Ook wanneer de Gemeenten aan hun vordering ten grondslag hebben willen leggen dat het onrechtmatig handelen van [Gedaagde sub 2] specifiek ligt in (de handeling van) het tekenen of, al dan niet onder dwang laten tekenen van valse declaraties kan dat evenmin tot toewijzing van de vordering leiden. Ook die grondslag is door de Gemeenten onvoldoende toegelicht en onderbouwd. Ook hier geldt dat geen (voorbeelden van) declaraties, facturen of andere documenten zijn overgelegd waarop door of in opdracht van [Gedaagde sub 2] geplaatste handtekeningen zijn te zien, waardoor [Gedaagde sub 2] – die immers ontkent dat handtekeningen onder valse declaraties zijn geplaatst – in de gelegenheid is gesteld te reageren. Bovendien hebben de Gemeenten geen toelichting gegeven op het declaratieproces en de rol van handtekeningen daarin. Nu kennelijk sprake is geweest van verschillende betalingsstromen – zorg in natura werd door de Gemeenten rechtstreeks aan Job Lanceer uitbetaald, terwijl cliënten met een pgb zelf verantwoordelijk waren voor de uitbetaling door SVB van de aan hen verleende zorg – mocht een dergelijke toelichting echter wel worden verwacht. De door de Gemeenten aangehaalde verklaringen bieden in dit verband geen helderheid. Sterker nog, uit de hiervoor onder 2.9 aangehaalde verklaring van een oud-medewerker van Job Lanceer lijkt zelfs te kunnen worden afgeleid dat declaraties niet op papier maar via internet werden verwerkt.

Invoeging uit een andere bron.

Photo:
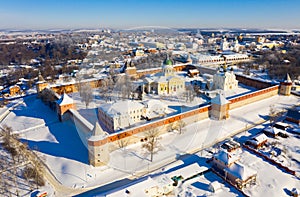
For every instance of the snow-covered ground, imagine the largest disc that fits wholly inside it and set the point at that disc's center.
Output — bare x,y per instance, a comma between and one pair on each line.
58,143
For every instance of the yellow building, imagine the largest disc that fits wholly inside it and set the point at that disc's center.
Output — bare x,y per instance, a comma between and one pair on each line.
166,82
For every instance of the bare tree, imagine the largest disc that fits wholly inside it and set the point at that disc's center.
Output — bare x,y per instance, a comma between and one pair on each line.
86,93
151,144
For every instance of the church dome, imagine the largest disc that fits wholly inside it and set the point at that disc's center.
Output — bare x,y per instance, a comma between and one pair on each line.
168,61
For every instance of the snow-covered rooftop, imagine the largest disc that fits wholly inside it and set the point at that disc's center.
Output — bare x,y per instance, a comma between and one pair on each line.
219,100
65,100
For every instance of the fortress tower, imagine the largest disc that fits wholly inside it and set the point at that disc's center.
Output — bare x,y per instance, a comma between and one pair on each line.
64,104
219,107
286,86
98,147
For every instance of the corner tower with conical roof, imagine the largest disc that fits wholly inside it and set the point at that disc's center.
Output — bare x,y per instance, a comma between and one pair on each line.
285,86
98,146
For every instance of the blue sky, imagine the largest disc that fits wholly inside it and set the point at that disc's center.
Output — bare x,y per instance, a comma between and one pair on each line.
48,14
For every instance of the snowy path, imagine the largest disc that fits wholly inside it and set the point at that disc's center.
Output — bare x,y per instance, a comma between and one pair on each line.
66,156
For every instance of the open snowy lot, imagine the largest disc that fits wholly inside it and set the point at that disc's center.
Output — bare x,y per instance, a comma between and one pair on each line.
66,156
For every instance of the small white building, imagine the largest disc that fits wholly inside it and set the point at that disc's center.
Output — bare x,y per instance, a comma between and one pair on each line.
154,109
120,114
225,81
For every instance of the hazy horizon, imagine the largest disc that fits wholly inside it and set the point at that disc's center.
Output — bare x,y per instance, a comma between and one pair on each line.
127,14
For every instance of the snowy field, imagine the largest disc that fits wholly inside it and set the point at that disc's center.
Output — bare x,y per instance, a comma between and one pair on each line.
59,145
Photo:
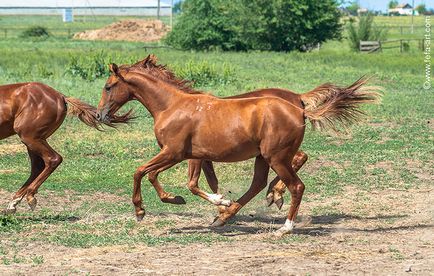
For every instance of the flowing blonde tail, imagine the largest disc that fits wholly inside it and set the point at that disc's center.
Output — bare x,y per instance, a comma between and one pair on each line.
85,112
334,107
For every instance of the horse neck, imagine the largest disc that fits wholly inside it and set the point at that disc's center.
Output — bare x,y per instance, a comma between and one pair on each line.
155,95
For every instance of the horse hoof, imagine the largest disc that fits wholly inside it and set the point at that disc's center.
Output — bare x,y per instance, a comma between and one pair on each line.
7,212
174,200
218,222
32,203
270,199
140,215
226,202
282,232
279,203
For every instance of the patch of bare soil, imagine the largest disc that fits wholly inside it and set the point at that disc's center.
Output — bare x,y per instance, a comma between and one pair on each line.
388,232
127,30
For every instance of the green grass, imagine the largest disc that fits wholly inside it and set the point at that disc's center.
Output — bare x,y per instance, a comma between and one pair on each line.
395,133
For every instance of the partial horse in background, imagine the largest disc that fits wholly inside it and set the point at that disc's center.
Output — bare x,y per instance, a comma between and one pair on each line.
34,111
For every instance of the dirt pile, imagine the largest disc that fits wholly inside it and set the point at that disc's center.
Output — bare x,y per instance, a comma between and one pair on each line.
127,30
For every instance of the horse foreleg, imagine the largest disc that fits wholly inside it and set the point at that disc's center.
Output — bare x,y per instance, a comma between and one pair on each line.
194,168
211,178
277,188
37,165
259,182
159,163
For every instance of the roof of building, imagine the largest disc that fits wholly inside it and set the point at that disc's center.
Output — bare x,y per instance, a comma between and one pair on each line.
82,4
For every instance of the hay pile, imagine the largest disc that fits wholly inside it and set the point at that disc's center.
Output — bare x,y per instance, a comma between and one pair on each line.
127,30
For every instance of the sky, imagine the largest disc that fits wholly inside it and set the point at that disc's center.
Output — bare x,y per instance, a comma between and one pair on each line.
382,4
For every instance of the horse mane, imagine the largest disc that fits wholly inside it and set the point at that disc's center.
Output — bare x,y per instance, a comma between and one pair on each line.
160,71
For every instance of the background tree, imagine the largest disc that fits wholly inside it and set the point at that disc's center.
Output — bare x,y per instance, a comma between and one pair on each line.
353,7
282,25
177,7
392,4
421,9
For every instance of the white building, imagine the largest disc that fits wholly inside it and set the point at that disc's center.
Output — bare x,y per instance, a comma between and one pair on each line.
402,9
85,7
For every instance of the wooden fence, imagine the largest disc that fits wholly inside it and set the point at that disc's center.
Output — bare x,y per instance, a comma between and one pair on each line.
57,32
402,44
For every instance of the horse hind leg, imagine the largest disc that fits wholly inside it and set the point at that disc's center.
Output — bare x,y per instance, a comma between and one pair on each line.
51,161
194,169
277,188
295,186
37,166
258,184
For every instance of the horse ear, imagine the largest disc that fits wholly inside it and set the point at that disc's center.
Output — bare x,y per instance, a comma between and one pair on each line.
153,59
114,69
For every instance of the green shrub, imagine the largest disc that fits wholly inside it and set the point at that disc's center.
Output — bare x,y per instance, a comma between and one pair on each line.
89,67
35,31
283,25
365,31
204,73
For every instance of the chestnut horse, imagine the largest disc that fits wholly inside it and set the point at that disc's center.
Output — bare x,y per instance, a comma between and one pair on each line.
34,111
275,192
202,126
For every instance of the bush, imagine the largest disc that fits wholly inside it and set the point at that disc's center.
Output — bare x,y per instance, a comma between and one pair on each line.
283,25
35,31
90,67
204,73
365,31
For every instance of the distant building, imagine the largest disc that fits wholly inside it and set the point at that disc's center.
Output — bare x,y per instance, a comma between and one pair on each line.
402,9
362,11
85,7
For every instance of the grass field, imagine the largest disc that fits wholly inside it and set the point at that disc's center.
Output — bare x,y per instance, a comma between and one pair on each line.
370,179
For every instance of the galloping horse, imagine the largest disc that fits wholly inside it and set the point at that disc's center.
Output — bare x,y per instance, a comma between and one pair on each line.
276,188
34,111
202,126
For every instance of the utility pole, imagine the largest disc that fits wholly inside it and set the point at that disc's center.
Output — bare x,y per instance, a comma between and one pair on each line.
412,15
171,14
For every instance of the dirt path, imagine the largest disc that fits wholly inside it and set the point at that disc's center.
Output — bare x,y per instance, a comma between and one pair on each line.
384,233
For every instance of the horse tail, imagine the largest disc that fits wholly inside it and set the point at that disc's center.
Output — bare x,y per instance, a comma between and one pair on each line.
331,106
85,112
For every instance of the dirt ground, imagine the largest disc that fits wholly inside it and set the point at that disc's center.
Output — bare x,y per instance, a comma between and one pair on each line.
127,30
377,233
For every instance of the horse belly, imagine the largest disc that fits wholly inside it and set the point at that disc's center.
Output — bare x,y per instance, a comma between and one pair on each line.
222,151
6,129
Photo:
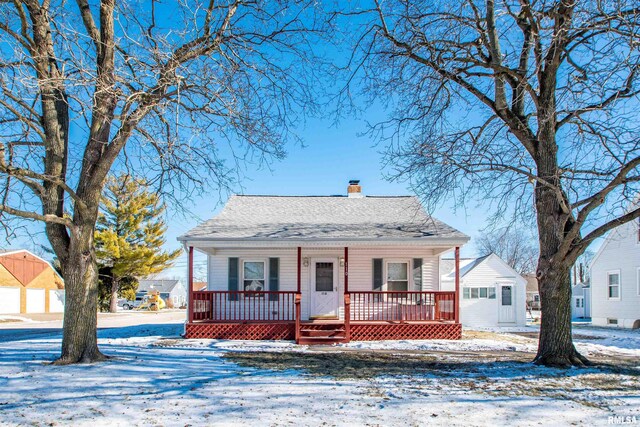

Bestuurdersaansprakelijkheid
4.8.
Tijdens de mondelinge behandeling hebben de Gemeenten zich in aanvulling op hetgeen in de procesinleiding is aangevoerd op het standpunt gesteld dat sprake is van bestuurdersaansprakelijkheid en daartoe gesteld dat [Gedaagde sub 2] is tekortgeschoten in de op hem als bestuurder rustende verplichtingen tot behoorlijke taakinvulling (artikel 2:9 BW) en tot het voeren van een deugdelijke administratie (artikel 2:10 BW).
4.9.
Als een rechtspersoon tekortschiet in de nakoming van een verbintenis kan in beginsel alleen die rechtspersoon jegens een derde aansprakelijk zijn voor de schade die daardoor wordt veroorzaakt. Dit geldt voor een verbintenis uit overeenkomst, maar ook voor verbintenissen uit onrechtmatige daad of ongerechtvaardigde verrijking. Onder bijzondere omstandigheden kan uitzondering worden gemaakt op dat uitgangspunt en kan naast de rechtspersoon ook de bestuurder van die rechtspersoon aansprakelijk zijn. Daarbij gelden hoge eisen. Aan die bestuurder moet dan een persoonlijk ernstig verwijt kunnen worden gemaakt. De door de Gemeenten genoemde normen betreffen verplichtingen die een bestuurder in relatie tot de rechtspersoon in acht moet nemen en die bij schending ervan in die (interne) relatie tot aansprakelijkheid kunnen leiden.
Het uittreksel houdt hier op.